Through April 28: The Civil War and American Art, Smithsonian American Art Museum, Washington DC. Four of the nation’s premier 19th-century artists are represented in this exhibition which delves into how the Civil War influenced their work. Frederic Church, Winslow Homer, Eastman Johnson and Sanford Gifford are featured here, along with other painters and photographers, who at the time did not know whether the Union or the Confederacy would be the victor. Free. (It opens at the Metropolitan Museum of Art May 27, where you’ll pay a “suggested” donation.) Listen to Diane Rehm show interview with exhibition curator Eleanor Harvey. New York Times review

Through May 26, Manolo Valdés: Monumental Sculpture, at The New York Botanical Garden, Bronx. Light as a butterfly on the wing, but these pieces weigh tons. Spanish artist Manolo Valdés was enchanted by the live butterflies show at the American Museum of Natural History, as well as a powerful image he took in of butterflies swarming over the head of a Central Park sunbather. Voilà – inspiration took hold and the artist created a 50-foot wide sculpture of a woman’s head encircled by butterflies. Valdés, who is 70, has installed seven of his immense bronze, steel and aluminum sculptures on the grounds at the NYBG – some pieces are up to 17 feet high and 20 tons. It’s a perfect place to see them (more than once!) as winter winds down and spring buds and bulbs are all around. Exhibit web site.  New York Times story.

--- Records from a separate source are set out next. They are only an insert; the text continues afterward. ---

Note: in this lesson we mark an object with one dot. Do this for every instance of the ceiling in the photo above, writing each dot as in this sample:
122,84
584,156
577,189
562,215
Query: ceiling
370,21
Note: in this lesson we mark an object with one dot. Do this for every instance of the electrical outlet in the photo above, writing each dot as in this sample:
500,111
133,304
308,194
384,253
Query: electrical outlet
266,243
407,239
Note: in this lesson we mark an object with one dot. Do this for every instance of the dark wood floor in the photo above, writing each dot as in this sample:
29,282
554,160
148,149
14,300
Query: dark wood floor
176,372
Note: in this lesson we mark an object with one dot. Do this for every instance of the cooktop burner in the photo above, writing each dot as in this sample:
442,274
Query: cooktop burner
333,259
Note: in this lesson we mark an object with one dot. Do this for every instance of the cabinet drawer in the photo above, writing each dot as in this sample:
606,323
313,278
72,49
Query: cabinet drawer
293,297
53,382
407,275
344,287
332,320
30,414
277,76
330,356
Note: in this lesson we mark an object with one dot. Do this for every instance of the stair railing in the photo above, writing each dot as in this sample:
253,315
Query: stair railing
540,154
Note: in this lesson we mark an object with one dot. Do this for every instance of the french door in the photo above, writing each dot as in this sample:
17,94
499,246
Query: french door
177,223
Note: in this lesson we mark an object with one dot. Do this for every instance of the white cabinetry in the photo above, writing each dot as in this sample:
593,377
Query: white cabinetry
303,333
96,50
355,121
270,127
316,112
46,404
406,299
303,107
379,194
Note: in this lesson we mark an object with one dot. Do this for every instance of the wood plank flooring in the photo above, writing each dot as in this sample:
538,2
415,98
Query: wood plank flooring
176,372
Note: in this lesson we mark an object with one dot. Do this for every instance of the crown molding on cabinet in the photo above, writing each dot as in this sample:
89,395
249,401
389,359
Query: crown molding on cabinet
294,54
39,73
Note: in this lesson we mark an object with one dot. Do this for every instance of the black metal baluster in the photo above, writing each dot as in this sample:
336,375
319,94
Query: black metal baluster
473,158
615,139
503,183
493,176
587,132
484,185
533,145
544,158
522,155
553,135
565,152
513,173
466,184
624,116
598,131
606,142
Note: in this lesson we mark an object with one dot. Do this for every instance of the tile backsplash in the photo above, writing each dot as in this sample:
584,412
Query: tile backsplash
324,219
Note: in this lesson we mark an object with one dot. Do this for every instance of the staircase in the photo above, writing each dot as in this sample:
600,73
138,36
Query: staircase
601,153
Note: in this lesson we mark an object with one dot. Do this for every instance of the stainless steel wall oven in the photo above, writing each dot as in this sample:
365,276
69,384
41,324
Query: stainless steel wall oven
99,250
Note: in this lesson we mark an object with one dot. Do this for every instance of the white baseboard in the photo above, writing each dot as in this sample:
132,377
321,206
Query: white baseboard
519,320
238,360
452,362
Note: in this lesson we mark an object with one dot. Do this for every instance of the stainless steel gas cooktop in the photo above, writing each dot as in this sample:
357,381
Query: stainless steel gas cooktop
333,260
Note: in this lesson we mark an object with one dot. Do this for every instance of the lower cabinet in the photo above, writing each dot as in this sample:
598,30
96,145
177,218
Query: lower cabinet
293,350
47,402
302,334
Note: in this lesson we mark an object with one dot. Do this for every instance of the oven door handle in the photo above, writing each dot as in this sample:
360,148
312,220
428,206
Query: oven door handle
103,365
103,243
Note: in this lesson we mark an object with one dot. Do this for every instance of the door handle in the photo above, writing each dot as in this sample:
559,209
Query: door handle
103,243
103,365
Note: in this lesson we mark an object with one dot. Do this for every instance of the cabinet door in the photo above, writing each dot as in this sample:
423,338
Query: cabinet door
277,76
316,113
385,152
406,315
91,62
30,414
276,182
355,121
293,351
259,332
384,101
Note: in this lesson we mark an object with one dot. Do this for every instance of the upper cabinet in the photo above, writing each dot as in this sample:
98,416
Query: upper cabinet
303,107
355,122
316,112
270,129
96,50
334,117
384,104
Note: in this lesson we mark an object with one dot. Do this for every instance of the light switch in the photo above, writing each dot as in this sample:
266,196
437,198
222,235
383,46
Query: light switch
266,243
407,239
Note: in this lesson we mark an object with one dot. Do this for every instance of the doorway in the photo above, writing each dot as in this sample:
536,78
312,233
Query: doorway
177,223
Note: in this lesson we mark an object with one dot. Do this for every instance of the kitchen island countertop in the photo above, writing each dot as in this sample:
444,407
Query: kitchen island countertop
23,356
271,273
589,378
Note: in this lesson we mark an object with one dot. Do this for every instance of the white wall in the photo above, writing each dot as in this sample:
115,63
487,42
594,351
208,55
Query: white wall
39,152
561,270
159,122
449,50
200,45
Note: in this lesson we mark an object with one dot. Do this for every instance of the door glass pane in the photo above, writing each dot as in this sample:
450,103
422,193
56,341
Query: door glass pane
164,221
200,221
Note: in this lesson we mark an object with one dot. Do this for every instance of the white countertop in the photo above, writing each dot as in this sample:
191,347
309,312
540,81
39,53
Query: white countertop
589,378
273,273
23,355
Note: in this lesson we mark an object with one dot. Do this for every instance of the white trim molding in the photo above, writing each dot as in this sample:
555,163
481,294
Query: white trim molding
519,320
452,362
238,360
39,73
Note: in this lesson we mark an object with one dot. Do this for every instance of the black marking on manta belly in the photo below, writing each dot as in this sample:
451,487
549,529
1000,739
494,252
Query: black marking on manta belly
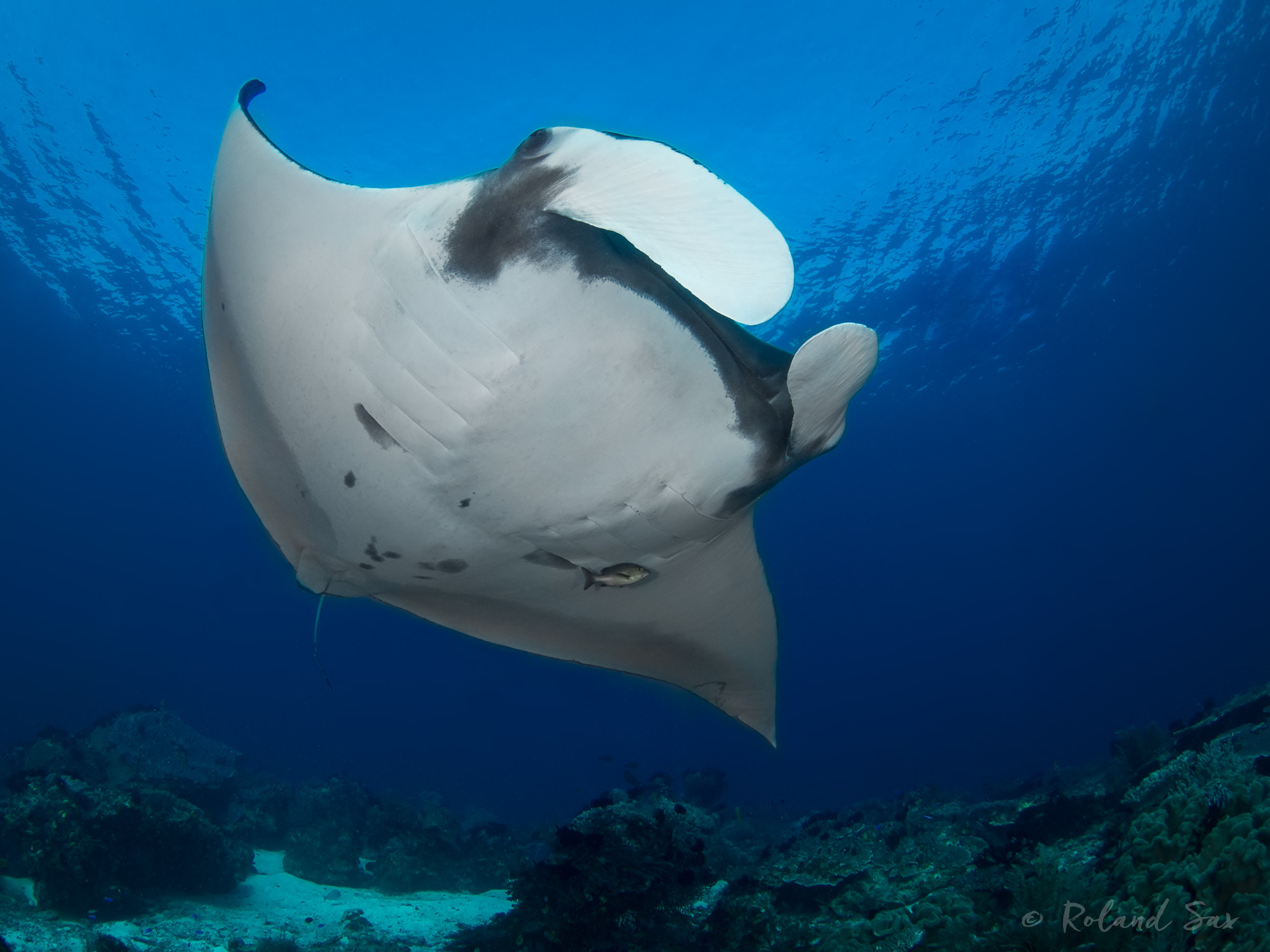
506,221
551,560
374,430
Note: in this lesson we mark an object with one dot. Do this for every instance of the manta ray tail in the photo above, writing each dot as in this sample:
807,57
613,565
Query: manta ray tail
322,600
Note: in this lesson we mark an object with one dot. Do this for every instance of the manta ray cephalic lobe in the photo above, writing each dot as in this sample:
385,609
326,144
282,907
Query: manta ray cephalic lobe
454,399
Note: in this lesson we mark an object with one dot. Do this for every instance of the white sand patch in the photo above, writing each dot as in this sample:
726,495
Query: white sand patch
271,904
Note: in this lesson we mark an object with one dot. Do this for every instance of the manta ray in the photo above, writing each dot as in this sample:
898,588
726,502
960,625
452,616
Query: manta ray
524,406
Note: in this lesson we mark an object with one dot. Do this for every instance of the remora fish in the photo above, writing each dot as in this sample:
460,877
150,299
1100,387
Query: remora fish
615,576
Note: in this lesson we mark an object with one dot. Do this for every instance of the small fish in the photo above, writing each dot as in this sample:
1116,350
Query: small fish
615,576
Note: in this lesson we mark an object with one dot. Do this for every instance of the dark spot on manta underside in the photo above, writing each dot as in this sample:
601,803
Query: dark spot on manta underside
450,567
551,560
374,430
507,221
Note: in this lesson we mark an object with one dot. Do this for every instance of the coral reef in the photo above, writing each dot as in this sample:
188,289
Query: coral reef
1166,847
142,804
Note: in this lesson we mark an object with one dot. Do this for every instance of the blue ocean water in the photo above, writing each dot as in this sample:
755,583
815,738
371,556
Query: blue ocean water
1047,521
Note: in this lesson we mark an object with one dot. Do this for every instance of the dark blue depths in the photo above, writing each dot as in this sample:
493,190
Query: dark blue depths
1047,521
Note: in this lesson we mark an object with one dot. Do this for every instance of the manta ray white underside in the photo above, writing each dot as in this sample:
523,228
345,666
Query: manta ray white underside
454,398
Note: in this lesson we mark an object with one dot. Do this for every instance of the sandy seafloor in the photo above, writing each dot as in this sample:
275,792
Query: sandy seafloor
270,904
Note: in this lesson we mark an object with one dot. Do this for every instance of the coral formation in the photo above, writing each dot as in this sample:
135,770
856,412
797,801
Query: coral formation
1165,847
142,804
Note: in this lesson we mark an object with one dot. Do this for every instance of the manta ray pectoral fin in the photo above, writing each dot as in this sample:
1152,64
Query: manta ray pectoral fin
825,375
705,624
695,227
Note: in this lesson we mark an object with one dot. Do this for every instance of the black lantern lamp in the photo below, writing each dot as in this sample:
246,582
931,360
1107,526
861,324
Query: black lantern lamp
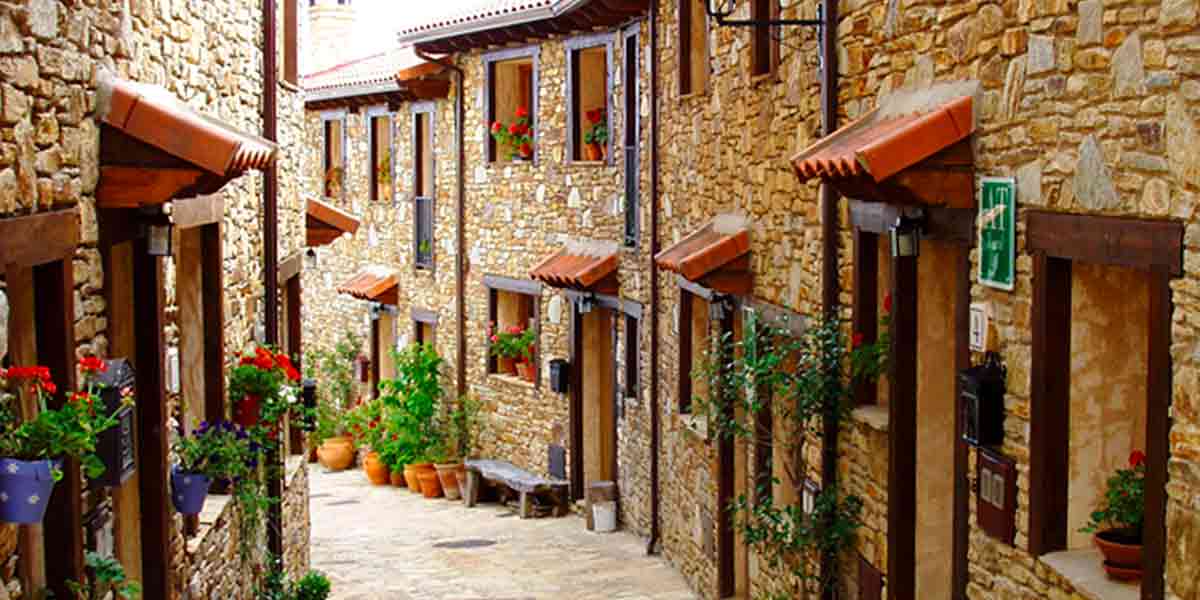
115,445
905,237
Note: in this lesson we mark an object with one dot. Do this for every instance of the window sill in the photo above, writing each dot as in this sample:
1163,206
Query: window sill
1084,570
511,379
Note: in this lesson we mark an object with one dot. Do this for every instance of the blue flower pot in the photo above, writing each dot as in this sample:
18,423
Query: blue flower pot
189,491
25,490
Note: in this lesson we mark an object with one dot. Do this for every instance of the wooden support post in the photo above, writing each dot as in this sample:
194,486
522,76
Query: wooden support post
151,395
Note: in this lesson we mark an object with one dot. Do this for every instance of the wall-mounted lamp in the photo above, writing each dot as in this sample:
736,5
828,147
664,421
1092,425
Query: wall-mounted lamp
905,237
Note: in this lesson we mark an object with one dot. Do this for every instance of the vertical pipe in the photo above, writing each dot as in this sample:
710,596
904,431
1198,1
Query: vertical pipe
655,406
831,232
271,262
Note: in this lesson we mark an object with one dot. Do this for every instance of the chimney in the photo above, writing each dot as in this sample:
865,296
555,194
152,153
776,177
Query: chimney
330,29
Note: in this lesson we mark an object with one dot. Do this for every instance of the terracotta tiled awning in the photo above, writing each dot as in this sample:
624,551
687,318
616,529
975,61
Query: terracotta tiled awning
581,265
715,255
915,143
373,283
325,222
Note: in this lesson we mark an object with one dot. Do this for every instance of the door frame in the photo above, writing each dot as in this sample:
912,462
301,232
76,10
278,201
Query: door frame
949,226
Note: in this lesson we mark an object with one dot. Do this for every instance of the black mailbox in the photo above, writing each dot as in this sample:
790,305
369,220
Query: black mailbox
115,445
309,393
982,397
559,376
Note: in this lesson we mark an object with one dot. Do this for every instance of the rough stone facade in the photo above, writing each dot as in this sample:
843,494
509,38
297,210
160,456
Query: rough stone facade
208,54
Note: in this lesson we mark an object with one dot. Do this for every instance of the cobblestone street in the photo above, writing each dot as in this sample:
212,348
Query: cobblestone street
388,544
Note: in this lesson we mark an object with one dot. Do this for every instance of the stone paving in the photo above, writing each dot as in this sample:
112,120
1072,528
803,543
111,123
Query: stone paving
383,544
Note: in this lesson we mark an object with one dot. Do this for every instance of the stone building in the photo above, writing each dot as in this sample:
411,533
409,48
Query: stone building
113,112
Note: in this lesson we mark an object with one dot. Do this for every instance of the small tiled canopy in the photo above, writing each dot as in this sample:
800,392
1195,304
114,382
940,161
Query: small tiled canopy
325,222
373,283
715,256
913,149
155,148
583,265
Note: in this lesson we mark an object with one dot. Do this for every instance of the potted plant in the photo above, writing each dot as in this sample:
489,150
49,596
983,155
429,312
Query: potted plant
259,387
217,451
516,137
514,351
1117,525
31,453
107,580
597,138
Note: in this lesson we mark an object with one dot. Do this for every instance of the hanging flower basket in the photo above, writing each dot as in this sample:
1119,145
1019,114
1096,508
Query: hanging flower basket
25,490
189,491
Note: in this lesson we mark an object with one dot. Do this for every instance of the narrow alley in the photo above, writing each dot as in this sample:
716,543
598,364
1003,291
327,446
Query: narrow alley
441,550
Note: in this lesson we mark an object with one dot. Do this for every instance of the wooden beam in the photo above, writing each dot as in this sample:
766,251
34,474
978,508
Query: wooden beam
40,238
198,211
54,313
1107,240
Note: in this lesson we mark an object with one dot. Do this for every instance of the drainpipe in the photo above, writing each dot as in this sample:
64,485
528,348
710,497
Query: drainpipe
831,231
655,426
270,258
460,262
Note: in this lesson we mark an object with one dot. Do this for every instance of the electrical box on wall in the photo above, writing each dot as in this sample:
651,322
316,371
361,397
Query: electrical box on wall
996,489
982,402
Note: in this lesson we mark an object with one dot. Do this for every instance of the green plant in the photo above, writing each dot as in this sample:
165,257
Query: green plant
515,342
809,381
1125,501
107,576
70,430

Multiple city tour schedule: The 2012 Small World Photomicrography Competition, sponsored by Nikon, attracts hundreds of scientists from the worlds of biology, genetics and medicine, who compete for top honors. The beauty at the microscopic level is grand. In this very small world, captured with photomicrography that requires superior technical competency, it is possible to demonstrate the true power of scientific imaging, as well as artistic skills. First place winners this year looked at the blood-brain barrier in a live zebrafish embryo. The Top 100 images are now a traveling exhibition to museums and science centers in a dozen states. Wired Magazine slide show and exhibition tour schedule.